Répartir la pénurie pour optimiser le CA et annoncer au réseau les livraisons futures (quotas), les directions supply chain et commerciales doivent transformer les mauvaises surprises (non annoncées) en mauvaises nouvelles et montrer ainsi qu’elles ont une certaine maîtrise de la situation.

Chaque fois que nos clients envisagent les sujets supply chain sans grande transversalité, les améliorations ne sont que partielles. Pour réussir sur la disponibilité produit au-delà de l’optimisation des flux, il faut embarquer beaucoup d’autres problématiques : l’offre produit, les assortiments, le réseau, le sourcing…

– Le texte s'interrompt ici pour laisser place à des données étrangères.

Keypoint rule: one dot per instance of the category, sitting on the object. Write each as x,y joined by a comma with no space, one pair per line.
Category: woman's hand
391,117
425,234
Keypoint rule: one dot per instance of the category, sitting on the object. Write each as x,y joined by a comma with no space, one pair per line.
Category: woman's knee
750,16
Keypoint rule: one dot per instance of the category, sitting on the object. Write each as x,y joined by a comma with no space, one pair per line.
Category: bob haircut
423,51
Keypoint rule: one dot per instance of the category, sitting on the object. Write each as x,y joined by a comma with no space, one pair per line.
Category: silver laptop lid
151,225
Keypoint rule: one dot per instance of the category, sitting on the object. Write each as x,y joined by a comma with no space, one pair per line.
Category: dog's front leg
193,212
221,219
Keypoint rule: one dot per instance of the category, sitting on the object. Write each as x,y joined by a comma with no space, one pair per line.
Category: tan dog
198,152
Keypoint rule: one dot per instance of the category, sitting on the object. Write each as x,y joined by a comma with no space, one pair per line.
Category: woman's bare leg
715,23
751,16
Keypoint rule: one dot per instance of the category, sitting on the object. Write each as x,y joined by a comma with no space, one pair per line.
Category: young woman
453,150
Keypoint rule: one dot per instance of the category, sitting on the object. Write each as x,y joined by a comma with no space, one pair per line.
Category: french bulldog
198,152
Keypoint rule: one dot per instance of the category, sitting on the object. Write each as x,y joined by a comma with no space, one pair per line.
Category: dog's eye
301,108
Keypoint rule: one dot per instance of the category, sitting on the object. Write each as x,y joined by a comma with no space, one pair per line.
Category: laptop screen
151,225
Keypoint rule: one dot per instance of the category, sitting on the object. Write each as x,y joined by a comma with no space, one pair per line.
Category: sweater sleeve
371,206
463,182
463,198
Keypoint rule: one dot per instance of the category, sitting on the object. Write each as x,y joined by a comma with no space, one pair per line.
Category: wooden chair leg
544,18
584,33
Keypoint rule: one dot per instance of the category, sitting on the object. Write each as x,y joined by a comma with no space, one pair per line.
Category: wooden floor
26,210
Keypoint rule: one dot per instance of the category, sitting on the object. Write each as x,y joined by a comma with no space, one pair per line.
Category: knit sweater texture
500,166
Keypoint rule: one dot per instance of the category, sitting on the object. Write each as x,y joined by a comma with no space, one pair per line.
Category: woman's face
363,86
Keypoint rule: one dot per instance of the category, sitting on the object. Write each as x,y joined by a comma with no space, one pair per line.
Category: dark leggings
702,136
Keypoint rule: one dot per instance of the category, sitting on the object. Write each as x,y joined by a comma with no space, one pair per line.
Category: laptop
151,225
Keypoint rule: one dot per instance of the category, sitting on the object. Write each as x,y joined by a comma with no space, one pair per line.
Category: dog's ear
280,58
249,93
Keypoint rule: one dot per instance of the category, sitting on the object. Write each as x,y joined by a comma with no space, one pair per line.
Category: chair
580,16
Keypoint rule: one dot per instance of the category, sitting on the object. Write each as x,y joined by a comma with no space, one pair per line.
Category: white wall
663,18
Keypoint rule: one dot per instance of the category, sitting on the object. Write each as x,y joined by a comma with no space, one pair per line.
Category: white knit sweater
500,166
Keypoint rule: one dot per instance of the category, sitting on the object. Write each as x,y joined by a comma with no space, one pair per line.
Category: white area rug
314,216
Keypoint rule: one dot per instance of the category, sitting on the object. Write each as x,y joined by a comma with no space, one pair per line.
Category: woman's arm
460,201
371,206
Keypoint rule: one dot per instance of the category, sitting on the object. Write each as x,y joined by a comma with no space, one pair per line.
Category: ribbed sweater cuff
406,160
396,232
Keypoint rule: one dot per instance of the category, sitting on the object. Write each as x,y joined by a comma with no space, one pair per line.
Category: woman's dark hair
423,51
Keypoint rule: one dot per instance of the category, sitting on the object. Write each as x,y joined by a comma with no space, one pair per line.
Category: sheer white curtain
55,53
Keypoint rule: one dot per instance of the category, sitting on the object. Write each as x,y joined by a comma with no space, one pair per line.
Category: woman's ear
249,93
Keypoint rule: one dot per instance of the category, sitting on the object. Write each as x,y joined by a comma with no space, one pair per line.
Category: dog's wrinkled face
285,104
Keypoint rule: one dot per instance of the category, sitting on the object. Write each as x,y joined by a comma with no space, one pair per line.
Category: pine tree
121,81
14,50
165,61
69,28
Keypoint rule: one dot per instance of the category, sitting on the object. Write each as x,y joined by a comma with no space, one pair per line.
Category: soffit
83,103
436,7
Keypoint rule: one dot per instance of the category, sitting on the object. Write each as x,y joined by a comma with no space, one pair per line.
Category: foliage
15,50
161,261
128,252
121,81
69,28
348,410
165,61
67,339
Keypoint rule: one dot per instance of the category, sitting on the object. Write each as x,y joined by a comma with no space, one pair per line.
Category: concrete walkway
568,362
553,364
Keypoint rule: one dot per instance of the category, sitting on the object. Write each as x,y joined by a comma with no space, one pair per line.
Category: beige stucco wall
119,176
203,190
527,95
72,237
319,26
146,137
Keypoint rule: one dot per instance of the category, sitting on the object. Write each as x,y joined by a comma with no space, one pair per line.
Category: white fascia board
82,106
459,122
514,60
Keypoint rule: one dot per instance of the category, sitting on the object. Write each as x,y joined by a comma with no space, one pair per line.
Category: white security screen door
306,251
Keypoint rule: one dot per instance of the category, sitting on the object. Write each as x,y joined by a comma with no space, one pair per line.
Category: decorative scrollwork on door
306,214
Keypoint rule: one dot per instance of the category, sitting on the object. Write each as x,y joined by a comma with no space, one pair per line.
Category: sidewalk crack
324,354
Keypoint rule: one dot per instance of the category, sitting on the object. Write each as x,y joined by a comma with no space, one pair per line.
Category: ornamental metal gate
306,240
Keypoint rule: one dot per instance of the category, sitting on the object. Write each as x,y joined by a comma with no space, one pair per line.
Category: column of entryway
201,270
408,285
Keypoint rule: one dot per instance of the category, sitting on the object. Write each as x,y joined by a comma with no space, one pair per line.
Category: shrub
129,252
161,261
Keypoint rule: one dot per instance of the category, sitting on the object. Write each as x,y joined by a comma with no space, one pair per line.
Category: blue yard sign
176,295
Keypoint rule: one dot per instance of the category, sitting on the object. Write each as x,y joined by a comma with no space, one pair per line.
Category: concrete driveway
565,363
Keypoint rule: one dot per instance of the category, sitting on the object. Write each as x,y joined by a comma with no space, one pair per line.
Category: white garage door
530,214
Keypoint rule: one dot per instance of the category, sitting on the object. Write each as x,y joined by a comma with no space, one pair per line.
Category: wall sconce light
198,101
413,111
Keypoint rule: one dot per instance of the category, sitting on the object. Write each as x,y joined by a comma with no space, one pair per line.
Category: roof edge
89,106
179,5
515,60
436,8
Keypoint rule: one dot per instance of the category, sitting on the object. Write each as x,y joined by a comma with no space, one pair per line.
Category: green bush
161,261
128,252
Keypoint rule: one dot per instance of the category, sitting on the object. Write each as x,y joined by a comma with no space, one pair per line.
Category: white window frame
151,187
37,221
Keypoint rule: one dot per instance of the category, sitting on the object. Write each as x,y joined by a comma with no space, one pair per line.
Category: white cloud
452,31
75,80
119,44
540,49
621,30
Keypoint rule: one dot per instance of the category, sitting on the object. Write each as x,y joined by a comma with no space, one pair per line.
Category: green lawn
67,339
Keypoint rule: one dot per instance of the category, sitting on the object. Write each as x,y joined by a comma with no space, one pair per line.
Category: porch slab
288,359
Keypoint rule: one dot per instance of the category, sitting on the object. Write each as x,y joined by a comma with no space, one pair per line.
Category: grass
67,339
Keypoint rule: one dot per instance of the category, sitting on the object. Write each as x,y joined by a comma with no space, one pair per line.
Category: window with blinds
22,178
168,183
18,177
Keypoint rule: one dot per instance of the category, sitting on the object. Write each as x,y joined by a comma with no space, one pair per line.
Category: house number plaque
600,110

En aucun cas, ces problématiques ne peuvent être résolues par des supply chain trop logisticiennes ou techniciennes, certes bien outillées, mais peu capables de prendre le recul nécessaire pour adresser la réalité business de l’entreprise. La DG doit mobiliser sa supply chain pour rendre les approches transverses et efficaces afin d’assurer à l’entreprise des coûts maîtrisés et une cohérence globale d’ensemble à travers les prismes produit, réseau, et opérations. La supply chain doit de son côté, communiquer de manière assez synthétique à l’ensemble de l’entreprise via un langage simple parlant à tous les métiers.